Creole brunch at the Knickerbocker Mansion
New Orleans–style cooking exists in the San Bernardino Mountains at the Knickerbocker Mansion, a three-story, 12-room bed-and-breakfast built in 1920. Thursdays through Sundays from 10 a.m. to 2 p.m., brunch-goers can tuck into a hearty bowl of shrimp and grits, brioche French toast or jambalaya in the cozy, 40-person dining room. A white-tablecloth type of place, the bistro is one of Big Bear’s finer and costlier dining establishments, and is managed by husband-and-wife innkeepers Ed and Vickie Harris. The two will gladly regale you with the rich history of the mansion, including a full profile of the “Paul Bunyan of Big Bear.” According to Ed, the mansion is the largest vertical cabin in North America.

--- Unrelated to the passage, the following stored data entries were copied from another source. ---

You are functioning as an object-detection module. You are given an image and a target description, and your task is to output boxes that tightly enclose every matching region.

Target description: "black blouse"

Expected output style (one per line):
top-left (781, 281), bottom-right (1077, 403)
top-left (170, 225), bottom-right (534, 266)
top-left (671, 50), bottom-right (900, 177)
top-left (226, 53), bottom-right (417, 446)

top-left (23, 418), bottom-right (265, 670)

869 Knickerbocker Road, Big Bear Lake. (909) 878-9190, knickerbockermansion.com.
Prime rib and “George the Ghost” at Captain’s Anchorage
Have a bit of living (or not-so-living) history with your prime rib at Big Bear’s treasured steakhouse, Captain’s Anchorage. Actor Andy Devine originally opened the restaurant in 1947 as the Sportsman’s Tavern, where questionable things allegedly took place, including but not limited to gambling, fires and the death of the establishment’s accountant, now known as “George the Ghost.” Take a seat at the bar and the staff will tell you stories about pots and pans mysteriously rattling in the night. At today’s Captain’s Anchorage, guests can cozy up in one of the red leather booths or solid wood tables and have their pick of prime rib, filet mignon, lobster tail and all the essentials of an Old Hollywood steakhouse. Happy hour is Sunday through Friday, 4:30 to 6 p.m., and it's consistently packed with locals and loyal vacationers.
42148 Moonridge Way, Big Bear Lake. (909) 866-3997, captainsanchorage.com.

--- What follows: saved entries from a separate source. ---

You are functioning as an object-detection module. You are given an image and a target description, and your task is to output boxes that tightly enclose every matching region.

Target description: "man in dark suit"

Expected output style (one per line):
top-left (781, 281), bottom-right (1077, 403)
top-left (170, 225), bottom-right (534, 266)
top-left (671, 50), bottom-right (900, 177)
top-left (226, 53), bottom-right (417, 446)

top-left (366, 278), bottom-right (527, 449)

Craft cocktails and live music at Black Diamond Tavern
A night of decadent dinner and drinks can be had at Black Diamond Tavern, a rustic-modern gastropub with one of the town’s only craft cocktail menus. After a long day of vigorous snowboarding, Black Diamond Tavern is a great option for treating yourself to braised beef short ribs with garlic mashed potatoes and a Moonshine Mule (or three). While many Big Bear businesses can take a more laid-back approach to service, Black Diamond Tavern’s staff is fast and attentive without compromising that mountain charm you don’t find in the big cities. The tavern is open from 3 to 9:30 p.m. Monday through Thursday, and 11 a.m. to midnight Friday and Saturday. Happy hour runs until 6 p.m. during the week, with live music on Friday and Saturday evenings.
42172 Moonridge Road, Big Bear Lake. (909) 366-0871, blackdiamondtavern.com.
Local craft brews at Big Bear Lake Brewing Company
Big Bear Lake Brewing Company is one of the more recent additions to Big Bear Village, not to be confused with the 20-year-old Big Bear Mountain Brewery a few miles up the main road. Since 2014, Big Bear Lake Brewing Company has been fermenting a selection of 14 house brews, including the popular 9.2% Sidewinder Red Ale, the 6.5% Whispering Pine IPA and the easy-drinking 4.8% High Altitude Hefeweizen. Check the chalkboard for current selections. Guests can build a base for the strong ales with a selection of menu offerings, including Wagyu beef burgers, beer-battered fish and chips and the most popular dish, the Avocado Bomb: a honey ale tempura avocado stuffed with spicy ahi, a crab and shrimp cake and ponzu, then topped with chipotle aioli and crispy wontons. The two-story restaurant has a balcony that overlooks the lake, and a downstairs patio where dogs are welcome. Big Bear Mountain Brewery is worth a visit as well, with six beers on tap, a basic food menu and an undoubtedly authentic local experience.
40827 Stone Road, Big Bear Lake. (909) 878-0283, bblbc.com.
Gigantic breakfasts at Grind & Grill Café
This no-frills coffee shop on Big Bear Boulevard may not be fancy, but its mountainous platters of piping hot omelets, hash browns and pancakes the size of steering wheels (an honest comparison) are what draw the crowds. Open for breakfast and lunch only, here servers pour coffee as guests struggle to get in their last bite of the Avalanche, a crag of potatoes, bacon, sausage, biscuits and eggs doused in thick, savory gravy. Finishing it means you get a picture of yourself holding a “No Cry Babies Sign.” But actual cry babies need not fear, there is the Sissy Avalanche, which also seems like an incredible undertaking. If you’re looking for a true local experience and a belly full of honest, down-home breakfast, you’ll find it at Grind & Grill Café. Just be ready to wait a while on the weekends. Also, how has Guy Fieri not been here?